- Country: United States
- Language: English
- Genre: Science-fiction

Publication
- Published in: Playboy
- Publication type: Magazine
- Publication date: May 1972

= When the Twerms Came =

"When the Twerms Came" is a short story by British author Arthur C. Clarke that was first published in Playboy magazine, alongside illustrations by Skip Williamson. It deals with an invasion of Earth one wet Tuesday afternoon by deadly Twerms.

== Synopsis ==
Fleeing from their mortal enemy the Mucoids, the Twerms are desperate to find a new place to live. They discover Earth and study its peoples, discovering their weak points. The Twerms choose not to focus their initial attack on centers of military power, instead choosing to send a small portion to attack a heavily populated city on a Tuesday afternoon. They unleash various weapons that cause psychedelics, severe itching, diarrhea, or tumescence onto the population, but only result in a small number of deaths, mostly heart related. The rest of the fleet attack Geneva, Basel, and Bern and learn the identities of every single owner of a Swiss bank account.
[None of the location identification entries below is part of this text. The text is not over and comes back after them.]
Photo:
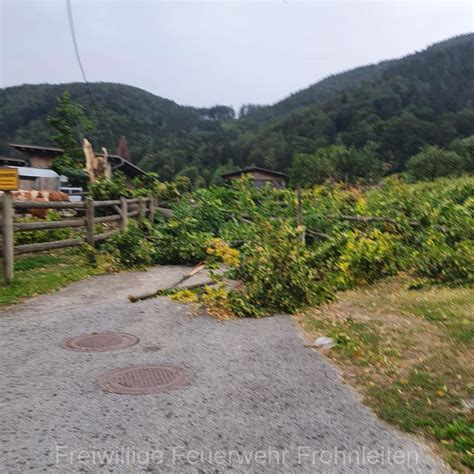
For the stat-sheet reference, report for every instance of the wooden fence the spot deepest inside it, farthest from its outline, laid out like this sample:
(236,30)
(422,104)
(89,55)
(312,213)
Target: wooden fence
(125,209)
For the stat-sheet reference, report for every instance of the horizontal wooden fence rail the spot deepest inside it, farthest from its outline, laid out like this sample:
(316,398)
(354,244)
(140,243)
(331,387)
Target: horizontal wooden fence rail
(123,209)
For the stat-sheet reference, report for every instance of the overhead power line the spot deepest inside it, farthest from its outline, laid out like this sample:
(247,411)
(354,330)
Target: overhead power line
(81,66)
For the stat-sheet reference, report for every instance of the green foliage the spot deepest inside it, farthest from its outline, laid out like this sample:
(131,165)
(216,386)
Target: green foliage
(70,124)
(367,256)
(424,229)
(37,236)
(110,188)
(465,149)
(401,106)
(433,162)
(132,249)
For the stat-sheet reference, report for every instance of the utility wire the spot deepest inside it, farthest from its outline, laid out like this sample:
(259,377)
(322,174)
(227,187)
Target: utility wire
(81,66)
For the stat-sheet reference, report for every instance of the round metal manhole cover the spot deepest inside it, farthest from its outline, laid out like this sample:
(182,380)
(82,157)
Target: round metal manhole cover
(144,379)
(100,342)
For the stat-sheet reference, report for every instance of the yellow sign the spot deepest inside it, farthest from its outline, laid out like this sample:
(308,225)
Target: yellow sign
(8,179)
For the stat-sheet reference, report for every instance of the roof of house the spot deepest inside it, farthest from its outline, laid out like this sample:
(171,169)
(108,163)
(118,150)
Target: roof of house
(8,161)
(38,150)
(29,172)
(276,174)
(116,161)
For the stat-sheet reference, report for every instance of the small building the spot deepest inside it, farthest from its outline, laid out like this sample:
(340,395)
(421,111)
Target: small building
(38,156)
(260,176)
(43,156)
(37,179)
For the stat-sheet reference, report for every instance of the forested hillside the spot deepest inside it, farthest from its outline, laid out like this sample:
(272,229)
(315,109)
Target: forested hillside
(426,98)
(162,135)
(392,109)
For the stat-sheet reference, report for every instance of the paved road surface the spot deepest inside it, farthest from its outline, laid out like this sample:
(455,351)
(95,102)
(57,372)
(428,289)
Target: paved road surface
(258,402)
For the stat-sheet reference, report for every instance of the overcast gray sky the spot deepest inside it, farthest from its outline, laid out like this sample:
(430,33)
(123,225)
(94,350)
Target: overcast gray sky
(205,53)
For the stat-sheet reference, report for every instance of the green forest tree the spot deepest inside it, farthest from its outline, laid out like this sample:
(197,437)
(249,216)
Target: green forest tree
(70,124)
(433,162)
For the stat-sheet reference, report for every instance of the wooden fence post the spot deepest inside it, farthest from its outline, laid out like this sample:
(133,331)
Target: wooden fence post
(152,209)
(90,221)
(124,214)
(7,234)
(141,214)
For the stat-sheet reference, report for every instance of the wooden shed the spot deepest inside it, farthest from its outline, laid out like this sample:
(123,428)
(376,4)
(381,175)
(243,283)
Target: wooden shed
(260,176)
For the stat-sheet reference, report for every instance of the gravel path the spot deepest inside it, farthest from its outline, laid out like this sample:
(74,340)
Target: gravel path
(258,401)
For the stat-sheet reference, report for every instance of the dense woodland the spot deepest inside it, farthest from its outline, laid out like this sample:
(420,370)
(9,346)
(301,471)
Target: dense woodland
(357,124)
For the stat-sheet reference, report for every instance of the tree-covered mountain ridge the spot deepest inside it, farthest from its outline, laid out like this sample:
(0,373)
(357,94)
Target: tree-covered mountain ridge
(334,83)
(398,106)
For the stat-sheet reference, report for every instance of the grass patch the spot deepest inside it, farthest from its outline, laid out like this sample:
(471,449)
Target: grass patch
(409,353)
(43,273)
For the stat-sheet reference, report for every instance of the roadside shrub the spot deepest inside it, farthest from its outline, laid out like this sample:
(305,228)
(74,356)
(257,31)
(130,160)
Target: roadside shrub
(276,271)
(134,248)
(432,162)
(110,188)
(367,257)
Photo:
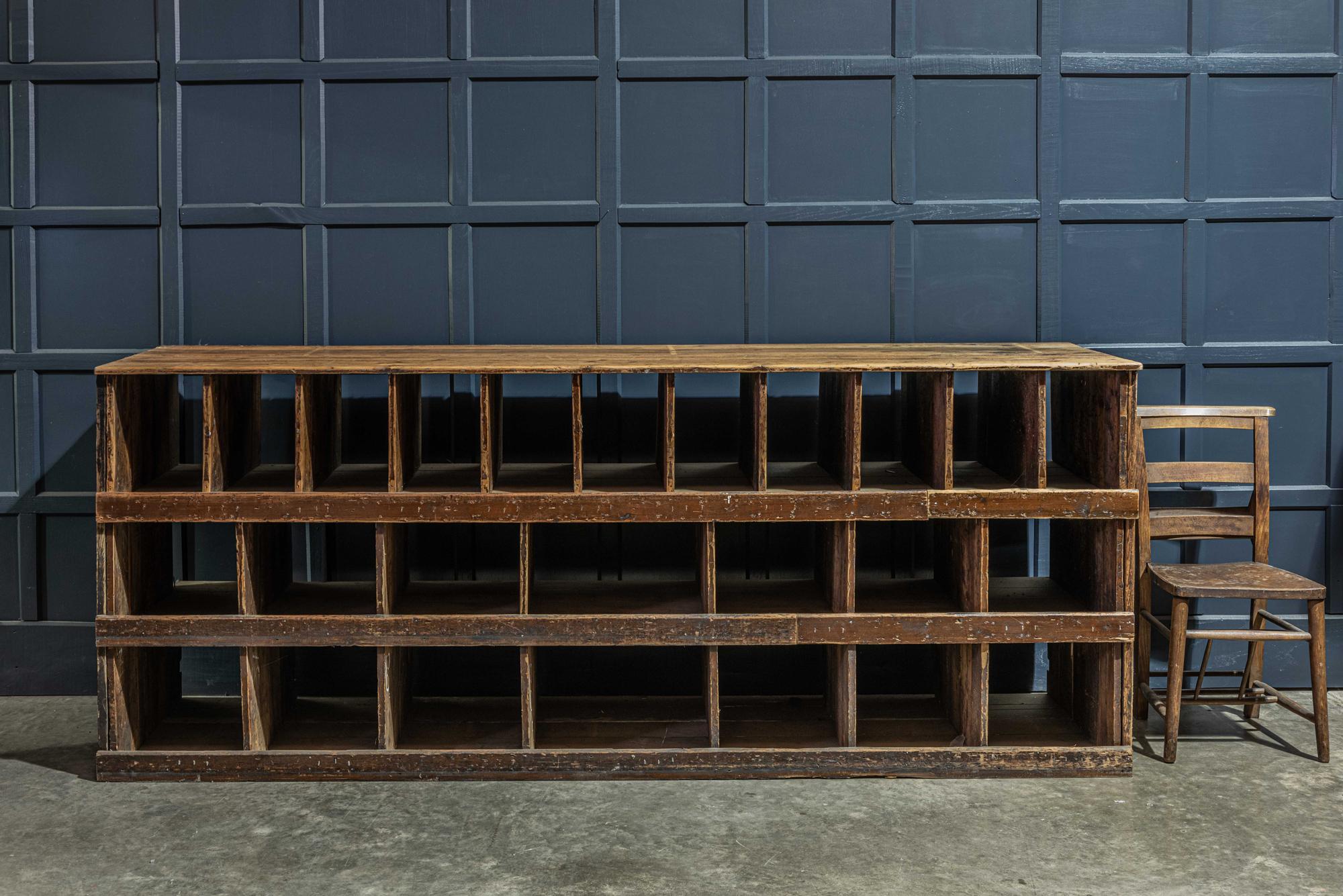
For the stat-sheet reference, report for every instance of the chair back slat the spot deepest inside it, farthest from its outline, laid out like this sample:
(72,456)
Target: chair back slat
(1200,471)
(1246,522)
The Twerms send the owners threatening letters, resulting in the successful conquering of the Earth.

== Release ==
"When the Twerms Came" was first published in the May 1972 edition of Playboy magazine, where it was accompanied by a comic strip drawn by Skip Williamson. Five years later in 1977 it was published in book form in The View from Serendip. It has subsequently been published in The Wind from the Sun and the More Than One Universe collections. The short story has been translated to French.

== Themes ==
"When the Twerms Came" deals with the theme of alien invasion, a scenario that per Gary Westfahl is not common in Clarke's works.

==Reception==
The story has been described as "lighthearted". In an obituary for Williamson, Richard Sandomir of the New York Times described the story as a "silly, preposterous visual tableau, with one Twerm munching on a hot dog and another watching "The Mod Squad"."